Star in the constellation Sagittarius

59 Sagittarii is a single star in the southern constellation of Sagittarius, about a degree to the south of Omega Sagittarii near the constellation border with Capricornus. It has the Bayer designation b Sagittarii, or sometimes b^{1} Sagittarii, while 59 Sagittarii is the Flamsteed designation. The star is visible to the naked eye as a faint, orange-hued star with an apparent visual magnitude of 4.544. It forms the southeast corner of the asterism called the Terebellum. Based upon parallax measurements, the star is located approximately 830 light years away from the Sun. It is moving closer to the Earth with a heliocentric radial velocity of −16 km/s.

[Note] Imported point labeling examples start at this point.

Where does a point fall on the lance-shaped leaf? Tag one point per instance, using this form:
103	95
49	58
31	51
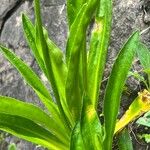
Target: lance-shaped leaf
73	51
15	107
98	49
76	138
115	86
73	7
56	55
91	128
124	140
30	131
144	57
144	120
30	34
139	106
33	80
48	64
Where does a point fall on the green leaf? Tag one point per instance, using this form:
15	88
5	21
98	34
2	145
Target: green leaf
98	49
30	131
146	137
73	7
60	72
144	57
115	86
48	63
12	146
73	53
137	108
91	128
56	55
87	133
30	34
15	107
76	138
145	120
124	140
31	78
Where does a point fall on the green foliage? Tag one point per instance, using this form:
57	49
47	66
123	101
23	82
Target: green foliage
124	141
71	120
12	146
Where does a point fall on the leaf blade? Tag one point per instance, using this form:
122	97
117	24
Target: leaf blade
28	130
115	86
29	111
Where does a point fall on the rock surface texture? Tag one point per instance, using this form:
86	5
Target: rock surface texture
129	15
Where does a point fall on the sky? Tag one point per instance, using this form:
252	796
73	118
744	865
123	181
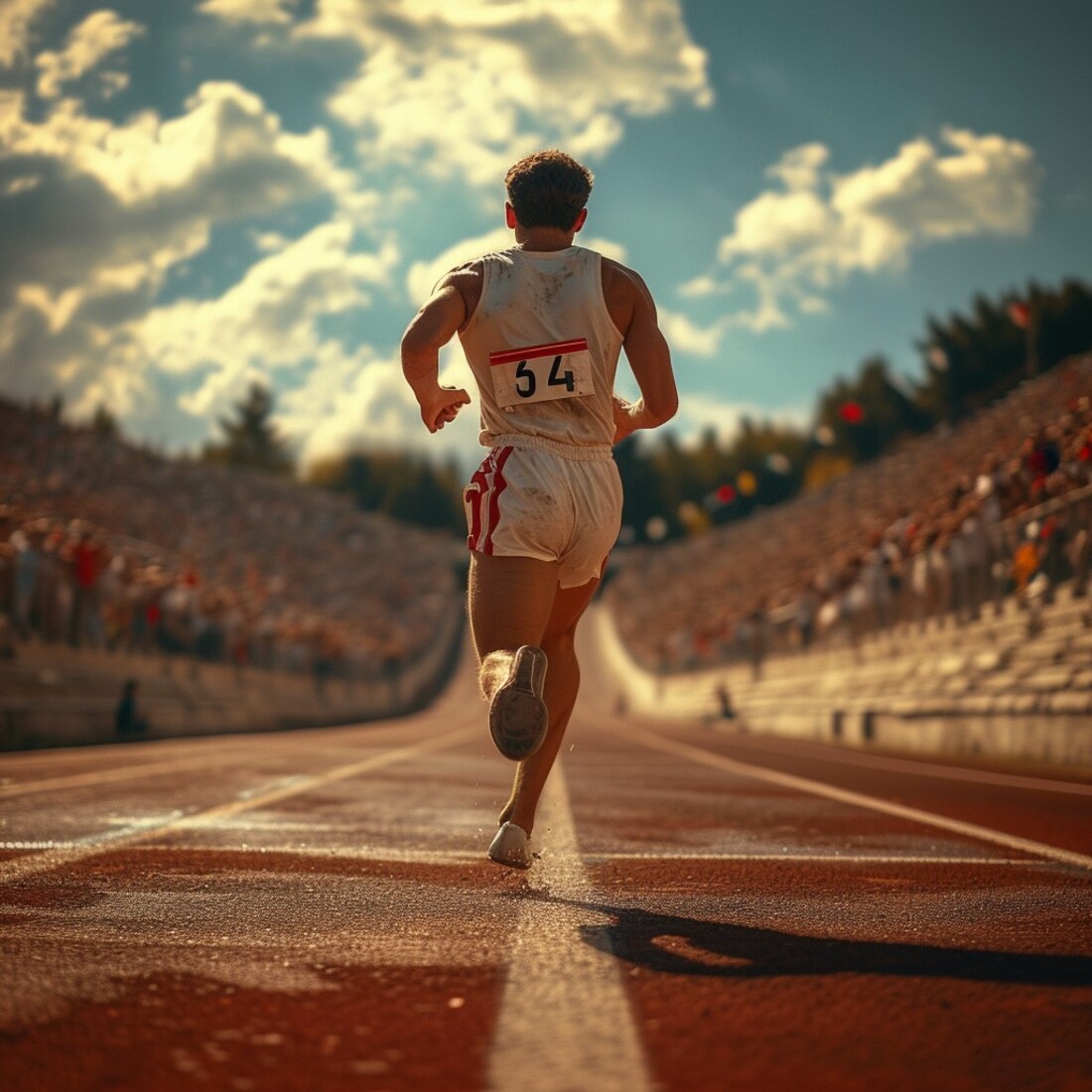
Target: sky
199	195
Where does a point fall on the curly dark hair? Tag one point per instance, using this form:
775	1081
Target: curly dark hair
548	189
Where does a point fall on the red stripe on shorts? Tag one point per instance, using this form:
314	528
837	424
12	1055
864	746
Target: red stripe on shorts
484	503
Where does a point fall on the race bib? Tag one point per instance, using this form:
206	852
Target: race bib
542	372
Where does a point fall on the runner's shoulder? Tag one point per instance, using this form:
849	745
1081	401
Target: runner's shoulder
623	291
467	280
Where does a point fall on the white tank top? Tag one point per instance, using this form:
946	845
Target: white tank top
544	351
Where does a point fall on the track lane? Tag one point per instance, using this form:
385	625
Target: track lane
747	930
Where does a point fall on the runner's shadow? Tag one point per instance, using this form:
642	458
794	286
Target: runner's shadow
689	946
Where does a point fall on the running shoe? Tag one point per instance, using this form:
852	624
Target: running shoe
511	847
517	716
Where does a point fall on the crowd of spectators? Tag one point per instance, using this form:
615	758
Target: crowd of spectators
109	546
943	527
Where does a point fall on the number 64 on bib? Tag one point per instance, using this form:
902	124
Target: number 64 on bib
542	372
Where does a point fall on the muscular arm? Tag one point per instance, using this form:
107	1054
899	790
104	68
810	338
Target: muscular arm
633	312
432	328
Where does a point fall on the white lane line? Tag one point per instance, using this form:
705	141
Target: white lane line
838	859
858	799
388	855
142	831
565	1022
828	752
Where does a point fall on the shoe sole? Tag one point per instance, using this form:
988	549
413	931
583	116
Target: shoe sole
517	716
510	847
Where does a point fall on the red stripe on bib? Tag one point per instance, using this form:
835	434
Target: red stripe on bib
534	351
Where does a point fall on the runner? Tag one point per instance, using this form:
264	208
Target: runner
542	326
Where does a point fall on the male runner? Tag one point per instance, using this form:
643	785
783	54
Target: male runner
542	326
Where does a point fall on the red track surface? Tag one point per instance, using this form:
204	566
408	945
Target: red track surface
315	910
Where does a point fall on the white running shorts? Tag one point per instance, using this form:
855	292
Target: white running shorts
535	502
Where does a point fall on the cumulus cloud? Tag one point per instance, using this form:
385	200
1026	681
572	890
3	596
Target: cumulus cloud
250	11
98	213
270	319
100	34
17	19
792	244
477	84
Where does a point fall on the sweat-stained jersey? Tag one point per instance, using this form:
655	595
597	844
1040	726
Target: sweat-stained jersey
544	350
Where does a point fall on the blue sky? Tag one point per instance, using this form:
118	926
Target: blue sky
198	195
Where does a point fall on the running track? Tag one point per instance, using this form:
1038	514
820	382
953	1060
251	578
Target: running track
315	910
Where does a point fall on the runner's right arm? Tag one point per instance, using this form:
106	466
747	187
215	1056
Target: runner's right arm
633	312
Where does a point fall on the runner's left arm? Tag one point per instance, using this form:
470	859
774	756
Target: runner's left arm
432	328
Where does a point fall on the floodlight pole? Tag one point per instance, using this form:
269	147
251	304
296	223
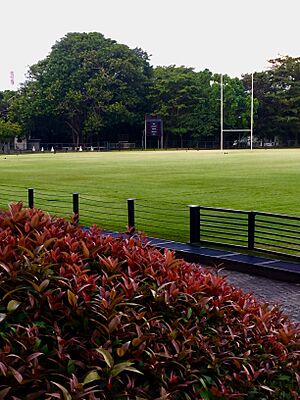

This is an aging bright giant star with a stellar classification of K2.5IIb, having exhausted the supply of hydrogen at its core and expanded to 100 times the radius of the Sun. It is 64 million years old with 6.2 times the Sun's mass. The star is radiating 2,825 times the luminosity of the Sun from its swollen photosphere at an effective temperature of 4,204 K.